What this misses: Semantic correctness (the data flows but produces wrong results). That is the domain of testing, not verification.
Stub Detection Patterns for Level 2 (SUBSTANTIVE)
Scan changed files for these patterns to verify they contain real logic, not placeholder implementations:
| Pattern | Language | Indicates |
|---|---|---|
return [] |
Python, JS/TS | Empty list return — may be stub if function should compute results |
return {} |
Python, JS/TS | Empty dict/object return — may be stub if function should build a structure |
return None |
Python | Sole return in non-optional function — likely stub |
return nil, nil |
Go | Returning no value and no error — likely stub |
return nil |
Go | Single nil return in a function expected to produce a value |
pass (as sole body) |
Python | Empty function body — definite stub |
... (Ellipsis as body) |
Python | Protocol/abstract stub — should not appear in concrete implementations |
() => {} |
JS/TS | Empty arrow function — no-op handler |
onClick={() => {}} |
JSX/TSX | Empty click handler — UI wired but non-functional |
throw new Error("not implemented") |
JS/TS | Explicit "not done" marker |
panic("not implemented") |
Go | Explicit "not done" marker |
raise NotImplementedError |
Python | Explicit "not done" marker |
TODO, FIXME, HACK, XXX |
Any | Markers for incomplete work (in non-test files) |
PLACEHOLDER, stub, mock |
Any | Self-described placeholder code (in non-test files) |
"coming soon", "not yet implemented" |
Any | Placeholder UI/API text |
Automated scan command (run against files changed in the current task):
# Get changed files relative to base branch
changed_files=$(git diff --name-only main...HEAD)

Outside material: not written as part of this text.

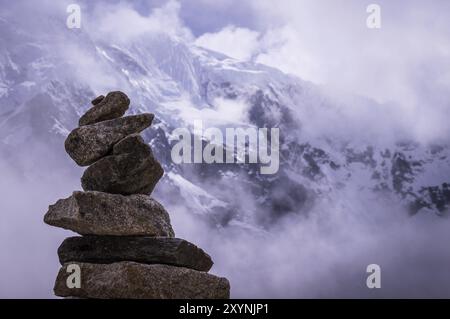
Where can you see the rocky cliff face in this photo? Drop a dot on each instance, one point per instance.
(324, 152)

# Scan for stub patterns (adjust base branch as needed)
grep -n -E "(return \[\]|return \{\}|return None|return nil|pass$|raise NotImplementedError|panic\(\"not implemented\"\)|throw new Error\(\"not implemented\"\)|TODO|FIXME|HACK|XXX|PLACEHOLDER)" $changed_files
Review methodology: Each match requires investigation. If the pattern is intentional (e.g., a function that genuinely returns an empty list), note it in the verification report with rationale. If it is a stub, flag it as a blocker — resolve stubs before declaring task complete.
Completion Shortcut Scan (Level 2 Supplement)

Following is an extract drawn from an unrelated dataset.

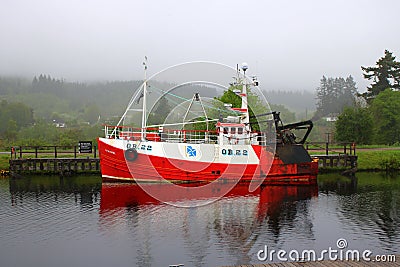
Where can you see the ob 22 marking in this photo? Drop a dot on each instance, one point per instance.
(231, 152)
(224, 152)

Beyond stub detection, scan for patterns that indicate premature completion claims:
Log-only functions — functions whose entire body is a log/print statement with no real logic:
# Python: functions that only log
grep -A2 "def " $changed_files | grep -B1 "logging\.\|print(" | grep "def "
Empty handlers — event handlers that prevent default but do nothing else:
grep -n "onSubmit.*preventDefault" $changed_files
grep -n "handler.*{\\s*}" $changed_files
Placeholder text in non-test files:
grep -n -i "(placeholder|example data|test data|lorem ipsum)" $changed_files
Dead imports — modules imported but unused:
# Python: imported but not referenced later in the file
# (manual check — read the file and verify each import is used)
Verification Report Format
After completing 4-level verification, produce a structured report. This replaces the simpler verification statement in Step 7 when adversarial verification applies:
## Verification Report
### Goal
[Stated goal as a testable condition]
### Conditions
| Condition | L1 | L2 | L3 | L4 | Status |
|-----------|----|----|----|----|--------|
| [condition 1] | Y/N | Y/N | Y/N | Y/N/- | VERIFIED / INCOMPLETE — [reason] |
| [condition 2] | Y/N | Y/N | Y/N | Y/N/- | VERIFIED / INCOMPLETE — [reason] |
### Blockers
- [Any condition not verified at the required level]
### Stub Scan Results
- [N matches found, M confirmed intentional, K flagged as blockers]
### Verdict
**COMPLETE** / **NOT COMPLETE** — [summary]
Use - in a level column when that level does not apply (e.g., a configuration file does not need L3 wiring checks).
When to Apply Each Level
Not every artifact needs Level 4 verification. Apply only the minimum level required, avoiding unnecessary overhead on trivial changes:
| Artifact Type | Minimum Level | Rationale |
|---|---|---|
| Core feature code (new modules, handlers, logic) | Level 4 | Must prove data flows end-to-end |
| Configuration files, YAML, env | Level 1 | Existence is sufficient — content verified by build/tests |
| Test files | Level 2 | Must be substantive (not empty test stubs), but wiring is implicit |
| Documentation, README, comments | Level 1 | Existence check only |
| Integration glue (imports, routing, wiring) | Level 3 | Must be wired, but data flow verified through the module it connects |
| Bug fixes to existing code | Level 2 + tests | Substance verified, plus tests must cover the fix |
Error Handling
Error: "Tests failed after changes"
- Resolve stubs before declaring task complete
- Show full test failure output
- Analyze what went wrong
- Fix issues and re-run full verification
Error: "Build failed"
- Stop immediately
- Show complete build error output
- Fix build issues before proceeding
- Re-run verification from Step 1
Error: "No tests exist for changed code"
- Acknowledge lack of test coverage
- Recommend writing tests (but include only if user requests)
- Perform extra manual validation
- Document that changes are untested
Error: "Cannot run tests (missing dependencies)"
- Document what's missing
- Attempt alternative verification (syntax checks, manual review)
- Be explicit about verification limitations
Error: "Stub patterns detected in changed files"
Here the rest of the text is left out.